In similar issuance, Oando had in 2013 raised about N55.2 billion from a rights issue, slightly above the initial target of N54.6 billion. The company had issued 4.548 billion ordinary shares of 50 kobo each to existing shareholders at N12 per share between December 2012 and February 2013 with the intention of raising N54.6 billion.

As we can see, the company has been having rights issue almost every year for the past several years. The reason for most of the rights issues have been to go in for large acquisitions, which are likely to bear fruit in the long term. However, this brings to question on how much dilution the company will incur, and what the impact will be on the individual shareholder. Let us look at a scenario were one investor has invested in all the rights issues, and another one hasn’t, and look at how the stock has given returns for both of them.

As we can see, someone who invested in the rights issues over the years has lowered the cost of acquisition, so that the current loss is almost 10% less than someone who has not subscribed to the rights issues over the years. The stock price has been declining since 2011 on the back of the global recession, and has only recently started moving upwards - albeit with a lot of volatility.

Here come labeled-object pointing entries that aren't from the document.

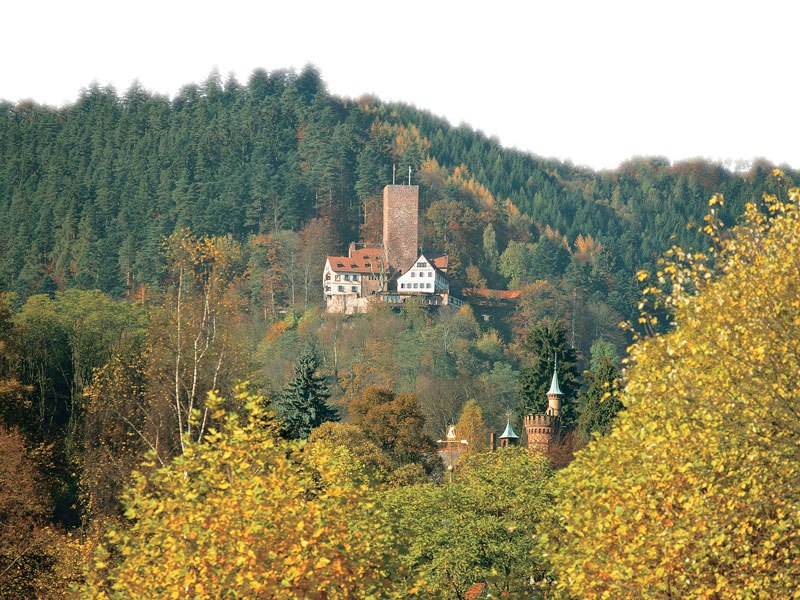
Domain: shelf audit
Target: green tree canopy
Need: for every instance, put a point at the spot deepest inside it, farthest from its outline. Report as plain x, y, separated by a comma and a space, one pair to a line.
479, 529
546, 343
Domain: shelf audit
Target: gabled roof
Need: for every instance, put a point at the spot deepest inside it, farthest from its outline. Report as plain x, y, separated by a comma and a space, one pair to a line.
363, 260
555, 390
439, 263
492, 294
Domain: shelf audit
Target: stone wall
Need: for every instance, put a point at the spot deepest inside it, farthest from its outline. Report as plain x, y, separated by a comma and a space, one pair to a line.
401, 225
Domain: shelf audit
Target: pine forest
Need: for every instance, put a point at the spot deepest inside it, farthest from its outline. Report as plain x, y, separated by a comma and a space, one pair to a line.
183, 414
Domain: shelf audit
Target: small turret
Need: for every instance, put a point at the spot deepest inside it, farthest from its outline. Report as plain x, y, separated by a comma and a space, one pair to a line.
543, 430
554, 394
509, 437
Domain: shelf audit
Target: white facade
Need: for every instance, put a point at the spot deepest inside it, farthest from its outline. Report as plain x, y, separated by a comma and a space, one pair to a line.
423, 278
342, 282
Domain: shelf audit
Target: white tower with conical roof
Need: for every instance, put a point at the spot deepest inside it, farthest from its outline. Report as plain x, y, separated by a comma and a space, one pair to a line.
543, 429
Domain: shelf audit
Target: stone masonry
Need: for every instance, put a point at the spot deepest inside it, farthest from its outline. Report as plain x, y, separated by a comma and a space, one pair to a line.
401, 225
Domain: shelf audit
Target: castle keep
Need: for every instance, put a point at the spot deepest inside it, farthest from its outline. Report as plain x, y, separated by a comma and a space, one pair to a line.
392, 272
401, 226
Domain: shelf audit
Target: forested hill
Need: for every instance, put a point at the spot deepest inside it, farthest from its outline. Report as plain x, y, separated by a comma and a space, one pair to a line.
88, 192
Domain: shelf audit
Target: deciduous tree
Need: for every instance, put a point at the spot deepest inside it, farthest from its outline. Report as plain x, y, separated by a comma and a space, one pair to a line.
244, 513
694, 492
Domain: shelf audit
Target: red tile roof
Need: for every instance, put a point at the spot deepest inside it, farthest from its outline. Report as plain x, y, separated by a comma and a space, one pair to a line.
363, 260
492, 294
440, 262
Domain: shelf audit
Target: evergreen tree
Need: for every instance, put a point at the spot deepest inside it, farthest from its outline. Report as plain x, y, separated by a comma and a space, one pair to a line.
303, 404
545, 342
600, 402
471, 427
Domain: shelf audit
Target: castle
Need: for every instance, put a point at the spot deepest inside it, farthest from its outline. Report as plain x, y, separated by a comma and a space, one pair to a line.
543, 431
393, 271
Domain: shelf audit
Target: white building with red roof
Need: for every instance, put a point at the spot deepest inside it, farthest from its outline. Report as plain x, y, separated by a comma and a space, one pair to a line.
359, 275
425, 277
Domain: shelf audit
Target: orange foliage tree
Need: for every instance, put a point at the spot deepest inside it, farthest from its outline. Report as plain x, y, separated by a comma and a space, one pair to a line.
694, 493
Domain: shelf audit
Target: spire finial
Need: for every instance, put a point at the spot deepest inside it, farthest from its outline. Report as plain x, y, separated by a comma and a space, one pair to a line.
555, 390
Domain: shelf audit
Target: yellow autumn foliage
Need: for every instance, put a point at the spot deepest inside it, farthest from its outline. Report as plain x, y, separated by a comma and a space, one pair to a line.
245, 514
696, 491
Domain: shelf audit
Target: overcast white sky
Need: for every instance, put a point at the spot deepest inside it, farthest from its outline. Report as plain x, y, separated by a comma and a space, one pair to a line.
594, 82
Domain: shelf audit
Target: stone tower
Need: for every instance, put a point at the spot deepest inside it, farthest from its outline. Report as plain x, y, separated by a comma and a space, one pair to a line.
543, 429
401, 225
509, 437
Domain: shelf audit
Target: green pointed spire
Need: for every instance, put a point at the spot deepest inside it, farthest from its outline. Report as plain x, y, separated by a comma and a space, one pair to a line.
509, 433
554, 389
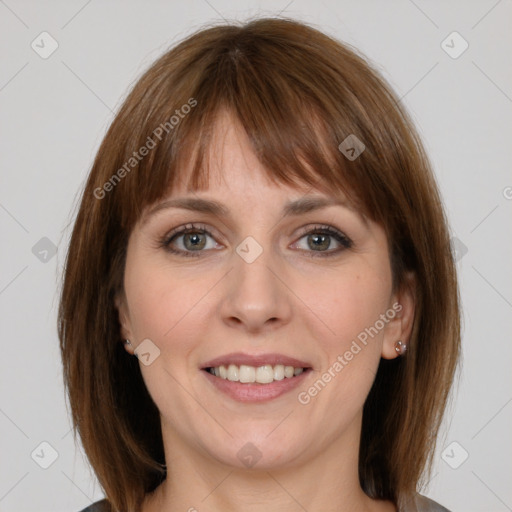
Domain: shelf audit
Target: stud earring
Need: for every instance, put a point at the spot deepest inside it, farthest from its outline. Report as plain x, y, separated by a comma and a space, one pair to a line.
400, 347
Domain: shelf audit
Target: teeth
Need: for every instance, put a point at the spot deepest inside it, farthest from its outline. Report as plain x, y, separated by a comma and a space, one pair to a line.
263, 374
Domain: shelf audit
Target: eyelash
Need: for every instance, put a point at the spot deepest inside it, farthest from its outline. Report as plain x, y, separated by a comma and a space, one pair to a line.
342, 239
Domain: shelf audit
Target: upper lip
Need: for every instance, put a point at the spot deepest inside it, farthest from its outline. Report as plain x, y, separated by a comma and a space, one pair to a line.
239, 358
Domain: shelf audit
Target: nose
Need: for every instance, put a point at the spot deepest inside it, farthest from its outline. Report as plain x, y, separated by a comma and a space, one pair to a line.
256, 298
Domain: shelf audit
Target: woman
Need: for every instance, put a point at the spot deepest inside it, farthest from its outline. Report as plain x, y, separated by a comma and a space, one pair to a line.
260, 307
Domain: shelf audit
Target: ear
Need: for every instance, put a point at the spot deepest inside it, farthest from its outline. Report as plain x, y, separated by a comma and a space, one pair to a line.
124, 321
401, 318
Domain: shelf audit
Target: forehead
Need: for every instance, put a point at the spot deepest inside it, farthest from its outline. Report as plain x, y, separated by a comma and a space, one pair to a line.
231, 164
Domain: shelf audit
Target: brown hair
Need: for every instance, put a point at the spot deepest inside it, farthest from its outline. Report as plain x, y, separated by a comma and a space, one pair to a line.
298, 94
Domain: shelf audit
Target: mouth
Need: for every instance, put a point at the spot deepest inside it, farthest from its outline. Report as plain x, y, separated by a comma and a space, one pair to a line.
264, 374
255, 378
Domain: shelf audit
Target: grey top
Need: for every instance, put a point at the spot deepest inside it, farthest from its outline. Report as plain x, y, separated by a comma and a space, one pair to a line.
421, 504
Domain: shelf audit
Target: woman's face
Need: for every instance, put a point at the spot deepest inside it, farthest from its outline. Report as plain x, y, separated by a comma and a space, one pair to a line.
271, 276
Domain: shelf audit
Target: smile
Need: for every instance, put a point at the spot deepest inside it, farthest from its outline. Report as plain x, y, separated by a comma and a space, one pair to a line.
264, 374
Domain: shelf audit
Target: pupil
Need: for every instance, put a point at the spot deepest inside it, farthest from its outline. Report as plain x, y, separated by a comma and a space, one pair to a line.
319, 241
194, 241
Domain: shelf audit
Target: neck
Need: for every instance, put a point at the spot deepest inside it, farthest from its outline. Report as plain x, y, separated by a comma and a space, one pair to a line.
329, 481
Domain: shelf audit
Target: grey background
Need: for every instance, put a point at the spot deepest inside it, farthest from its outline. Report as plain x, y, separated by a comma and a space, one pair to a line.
55, 112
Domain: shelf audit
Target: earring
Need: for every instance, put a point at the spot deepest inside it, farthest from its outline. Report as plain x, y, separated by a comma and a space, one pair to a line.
400, 347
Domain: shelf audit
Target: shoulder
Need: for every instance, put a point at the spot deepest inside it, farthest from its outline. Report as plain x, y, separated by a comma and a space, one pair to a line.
421, 503
99, 506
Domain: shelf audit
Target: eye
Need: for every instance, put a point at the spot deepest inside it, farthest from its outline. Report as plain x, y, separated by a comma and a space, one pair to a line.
188, 240
323, 240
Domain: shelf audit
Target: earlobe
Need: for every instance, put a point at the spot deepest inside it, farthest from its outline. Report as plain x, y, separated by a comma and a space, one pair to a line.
124, 323
398, 331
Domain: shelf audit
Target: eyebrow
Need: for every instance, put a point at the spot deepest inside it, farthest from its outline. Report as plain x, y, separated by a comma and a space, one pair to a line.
296, 207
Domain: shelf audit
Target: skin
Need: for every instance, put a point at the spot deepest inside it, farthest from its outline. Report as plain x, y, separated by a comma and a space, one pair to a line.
287, 301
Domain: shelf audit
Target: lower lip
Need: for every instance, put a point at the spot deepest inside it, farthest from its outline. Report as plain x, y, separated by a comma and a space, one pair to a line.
254, 392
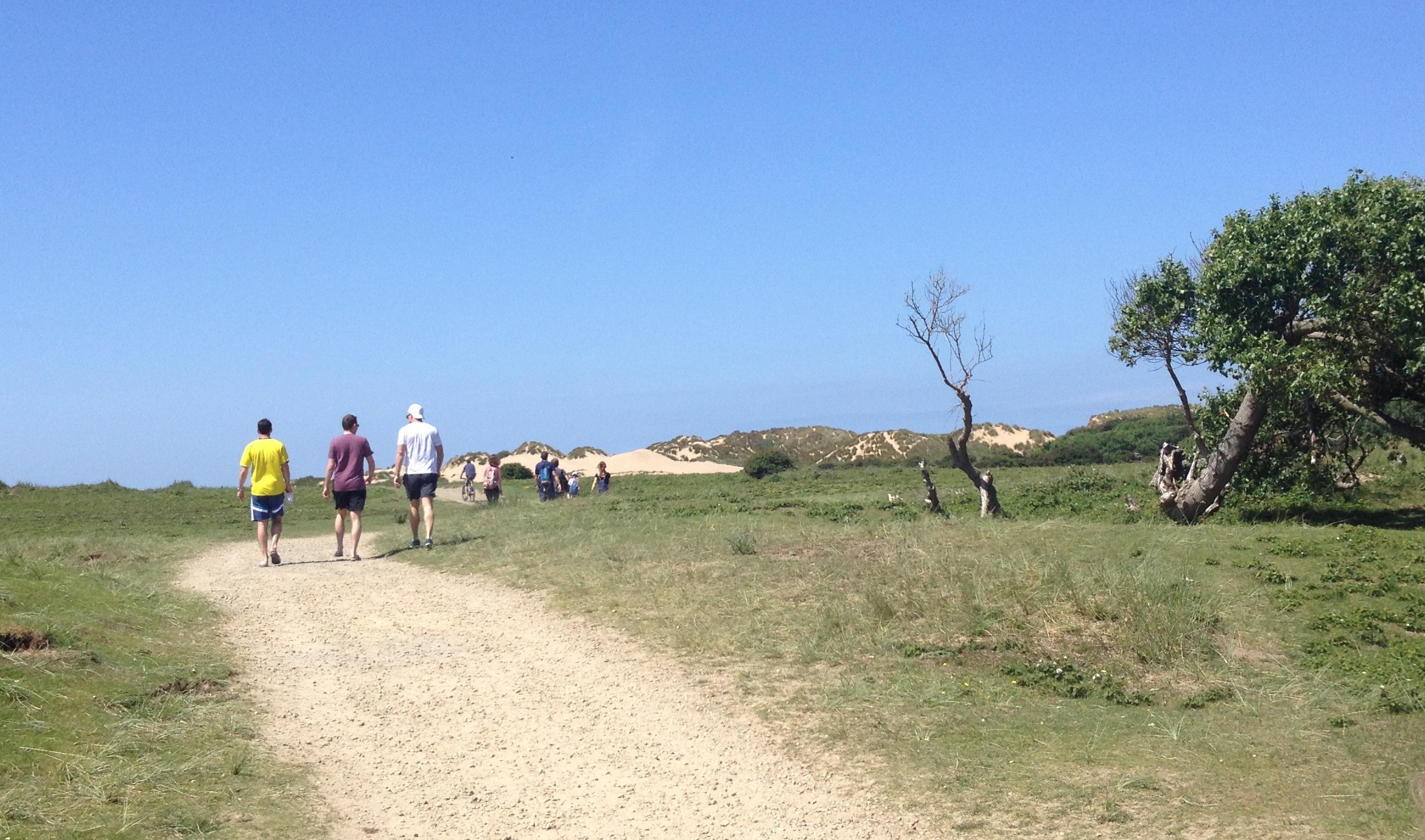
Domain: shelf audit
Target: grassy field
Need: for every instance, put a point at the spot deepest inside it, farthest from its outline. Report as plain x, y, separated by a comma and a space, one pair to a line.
126, 722
1073, 668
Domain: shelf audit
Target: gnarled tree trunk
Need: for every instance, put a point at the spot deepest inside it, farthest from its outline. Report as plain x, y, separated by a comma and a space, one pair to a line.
982, 481
933, 498
1202, 494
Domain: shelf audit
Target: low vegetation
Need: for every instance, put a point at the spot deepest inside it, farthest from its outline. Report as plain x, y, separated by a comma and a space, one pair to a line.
1073, 668
119, 716
767, 463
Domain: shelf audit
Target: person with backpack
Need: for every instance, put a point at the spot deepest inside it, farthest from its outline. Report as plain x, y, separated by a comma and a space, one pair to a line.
545, 478
494, 480
469, 480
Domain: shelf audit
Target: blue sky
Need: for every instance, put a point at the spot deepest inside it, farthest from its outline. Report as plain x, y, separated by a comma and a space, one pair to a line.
613, 225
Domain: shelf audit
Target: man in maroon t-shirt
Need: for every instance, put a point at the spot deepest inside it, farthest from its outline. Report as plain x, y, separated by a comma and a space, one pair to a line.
344, 481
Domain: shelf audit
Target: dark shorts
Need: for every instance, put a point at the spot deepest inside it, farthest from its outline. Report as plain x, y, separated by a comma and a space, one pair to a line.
421, 485
267, 506
354, 501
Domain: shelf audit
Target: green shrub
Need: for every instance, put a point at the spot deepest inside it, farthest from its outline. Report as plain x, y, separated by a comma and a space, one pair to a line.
515, 471
767, 463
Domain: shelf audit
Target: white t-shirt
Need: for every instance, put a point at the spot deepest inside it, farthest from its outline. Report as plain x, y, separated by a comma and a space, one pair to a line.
421, 441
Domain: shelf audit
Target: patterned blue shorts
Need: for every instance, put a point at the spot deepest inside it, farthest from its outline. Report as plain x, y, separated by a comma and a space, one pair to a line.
267, 506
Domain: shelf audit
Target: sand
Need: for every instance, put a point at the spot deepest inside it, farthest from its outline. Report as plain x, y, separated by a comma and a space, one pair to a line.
436, 705
620, 464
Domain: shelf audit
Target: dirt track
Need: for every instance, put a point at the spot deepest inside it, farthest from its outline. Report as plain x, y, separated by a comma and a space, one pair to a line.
448, 706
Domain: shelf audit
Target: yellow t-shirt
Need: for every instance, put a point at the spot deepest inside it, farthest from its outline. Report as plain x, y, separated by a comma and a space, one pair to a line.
265, 457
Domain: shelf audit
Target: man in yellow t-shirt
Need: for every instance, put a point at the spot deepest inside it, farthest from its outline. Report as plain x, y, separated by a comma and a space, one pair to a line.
271, 478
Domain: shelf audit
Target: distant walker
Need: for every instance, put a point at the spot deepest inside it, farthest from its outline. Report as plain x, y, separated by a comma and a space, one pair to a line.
345, 484
419, 450
271, 478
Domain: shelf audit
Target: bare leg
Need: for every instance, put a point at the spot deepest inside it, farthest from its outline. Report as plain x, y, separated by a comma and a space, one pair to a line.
262, 539
341, 530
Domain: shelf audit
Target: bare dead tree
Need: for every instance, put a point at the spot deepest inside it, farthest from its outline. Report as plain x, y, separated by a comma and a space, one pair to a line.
935, 320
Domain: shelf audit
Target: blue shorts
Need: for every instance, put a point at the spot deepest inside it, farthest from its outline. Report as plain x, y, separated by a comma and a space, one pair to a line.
421, 485
267, 506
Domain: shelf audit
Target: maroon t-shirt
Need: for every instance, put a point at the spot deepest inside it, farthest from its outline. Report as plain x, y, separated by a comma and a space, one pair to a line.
349, 452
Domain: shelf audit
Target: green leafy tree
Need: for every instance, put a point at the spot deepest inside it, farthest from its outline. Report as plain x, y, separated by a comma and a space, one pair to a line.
767, 463
1314, 306
1156, 318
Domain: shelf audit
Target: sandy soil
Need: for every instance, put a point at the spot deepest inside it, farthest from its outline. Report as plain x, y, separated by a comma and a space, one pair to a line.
433, 705
617, 464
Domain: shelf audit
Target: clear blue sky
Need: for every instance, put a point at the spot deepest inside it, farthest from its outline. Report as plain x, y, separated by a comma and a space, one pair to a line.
612, 225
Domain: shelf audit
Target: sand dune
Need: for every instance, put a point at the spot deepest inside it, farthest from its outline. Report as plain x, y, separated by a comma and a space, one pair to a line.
619, 464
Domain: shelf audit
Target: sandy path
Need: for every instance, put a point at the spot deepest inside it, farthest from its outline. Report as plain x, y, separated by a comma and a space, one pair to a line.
433, 705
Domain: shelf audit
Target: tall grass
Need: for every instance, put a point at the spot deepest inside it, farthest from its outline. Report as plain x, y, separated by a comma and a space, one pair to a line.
127, 724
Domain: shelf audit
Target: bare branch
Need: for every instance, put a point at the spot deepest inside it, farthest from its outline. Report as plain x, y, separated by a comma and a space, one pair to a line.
935, 321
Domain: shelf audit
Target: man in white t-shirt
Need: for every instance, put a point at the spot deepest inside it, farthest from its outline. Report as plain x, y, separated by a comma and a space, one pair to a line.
419, 450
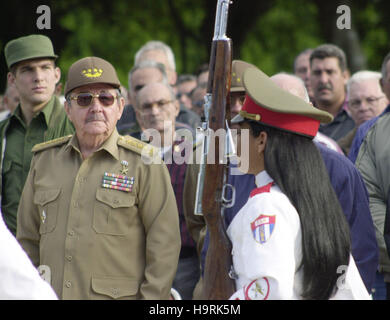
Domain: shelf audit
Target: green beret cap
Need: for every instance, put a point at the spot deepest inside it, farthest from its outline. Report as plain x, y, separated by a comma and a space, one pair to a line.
30, 47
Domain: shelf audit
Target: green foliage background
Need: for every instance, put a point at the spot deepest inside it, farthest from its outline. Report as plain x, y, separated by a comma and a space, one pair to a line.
267, 33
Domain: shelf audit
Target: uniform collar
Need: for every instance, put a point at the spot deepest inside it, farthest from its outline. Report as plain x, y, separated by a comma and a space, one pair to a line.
110, 145
48, 109
263, 179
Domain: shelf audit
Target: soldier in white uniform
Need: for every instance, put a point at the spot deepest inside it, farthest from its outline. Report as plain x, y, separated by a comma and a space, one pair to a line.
291, 239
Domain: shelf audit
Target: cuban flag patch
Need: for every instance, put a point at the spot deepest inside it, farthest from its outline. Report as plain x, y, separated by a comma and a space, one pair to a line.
263, 227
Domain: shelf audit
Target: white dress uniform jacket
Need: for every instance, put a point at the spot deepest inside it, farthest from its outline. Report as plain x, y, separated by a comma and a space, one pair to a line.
267, 249
19, 280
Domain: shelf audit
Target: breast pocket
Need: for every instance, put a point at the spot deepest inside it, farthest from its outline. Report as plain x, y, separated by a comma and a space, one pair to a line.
114, 212
47, 202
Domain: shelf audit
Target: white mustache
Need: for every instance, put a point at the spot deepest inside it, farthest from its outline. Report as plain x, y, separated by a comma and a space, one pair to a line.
94, 117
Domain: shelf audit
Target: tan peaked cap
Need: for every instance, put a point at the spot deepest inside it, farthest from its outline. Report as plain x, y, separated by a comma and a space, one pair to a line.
90, 70
269, 104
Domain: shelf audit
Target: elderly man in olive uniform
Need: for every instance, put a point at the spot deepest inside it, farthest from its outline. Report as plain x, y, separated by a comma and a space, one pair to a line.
97, 213
38, 117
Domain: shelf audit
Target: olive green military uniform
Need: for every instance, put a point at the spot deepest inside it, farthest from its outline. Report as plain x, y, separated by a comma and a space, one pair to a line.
100, 242
16, 138
16, 142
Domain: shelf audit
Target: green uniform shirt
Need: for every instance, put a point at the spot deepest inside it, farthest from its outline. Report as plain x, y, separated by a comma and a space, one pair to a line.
19, 140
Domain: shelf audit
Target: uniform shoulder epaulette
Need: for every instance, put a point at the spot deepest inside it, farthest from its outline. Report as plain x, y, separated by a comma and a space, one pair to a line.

We had initiated coverage of Oando Plc with a Buy on 8th Sep 2014, and indicated that the stock is trading below its intrinsic value, and based on a DCF valuation, we estimate that the stock will touch N 36 in the medium to long term. Oando is a Pan - African multinational energy cooperation, and is the largest integrated energy solution provider in Africa and Nigeria's leading oil retailer. The company holds 16 licenses for exploration, development and production of oil and gas. With these robust assets, Oando reports net production of Oil & Gas at 42,500 boepd. The company is continuously acquiring the assets, as the strategic focus of the company is to become the market leader in African oil & gas exploration and production sector.

The company also recently completed its $1.65 Bn acquisition of ConocoPhillips' Nigerian assets, effectively transforming the company into one of the largest local oil producers. As a result of this acquisition, Oando's capacity will increase by approximately 10x to 50,000 barrels a day.

One of the biggest advantages for the company is that their gas pricing is fixed through long term contracts, so the current drop in crude oil do not significantly impact them at the moment. They have hedged in the upstream on their future crude production at $100/barrel for 3 years.

Oando recently distributed a total of N2.4 billion as cash dividends to shareholders, consisting of a final dividend of 30 kobo per share for the 2013 business year financial year and an interim dividend of 70 Kobo per share for the six-month period ended June 30, 2014, bringing total dividend per share to N1.